Spontaneous feeding after 48 h in hospital was associated with survival in the 90-day survival period algorithm. This might be explained by a more rapid reversal of azotaemia and less severe clinical consequence of the uraemic crisis in the cats that were able to spontaneously eat in hospital. Identification of small kidneys on abdominal ultrasound was surprisingly associated with survival in the 180-day survival algorithm. One would expect small kidneys to be associated with a more advanced disease, and the reason for this finding is not clear.
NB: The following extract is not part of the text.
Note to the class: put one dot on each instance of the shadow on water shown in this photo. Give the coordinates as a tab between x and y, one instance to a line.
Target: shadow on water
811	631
Our study had several limitations. Firstly, its retrospective nature led to inherent imprecision in the collection of some data or some missing data in the medical files. Secondly, the CSS had to be calculated retrospectively from information retrieved from the medical records. Furthermore, this clinical scoring system was not previously validated. Prospective studies are therefore needed to validate a clinical score that could be used consistently in future studies. Thirdly, the performances of the algorithm were evaluated using the same cases as those used to train it, whereas it would have been ideal to test the algorithms on another population of cats (ie, cats from a different institution). The algorithm performed well despite the limited number of cases; however, had we had access to more cases, we would probably have been able to test more variables as inputs and to design a more finely tuned algorithm that performed even better. Lastly, treatment and follow-up were not standardised, which – at least in theory – may have influenced our results.
Conclusions
The use of a machine-learning system on the data of this small-scale study identified Crea48 as the most useful prognostic indicator in cases of feline ACKD. Our promising results now need to be confirmed in a larger-scale study in which more potential predictive variables are tested to develop a more finely tuned and more efficient algorithm.
Footnotes
Author note
This paper was presented in part at the 2019 ECVIM Forum.
Conflict of interest
The authors declared no potential conflicts of interest with respect to the research, authorship, and/or publication of this article.
Funding
The authors received no financial support for the research, authorship, and/or publication of this article.
Ethical approval
This work involved the use of non-experimental animals only (including owned or unowned animals and data from prospective or retrospective studies). Established internationally recognised high standards (‘best practice’) of individual veterinary clinical patient care were followed. Ethical approval from a committee was therefore not specifically required for publication in JFMS.
Informed consent
Informed consent (either verbal or written) was obtained from the owner or legal custodian of all animal(s) described in this work (either experimental or non-experimental animals) for the procedure(s) undertaken (either prospective or retrospective studies). For any animals or humans individually identifiable within this publication, informed consent (either verbal or written) for their use in the publication was obtained from the people involved.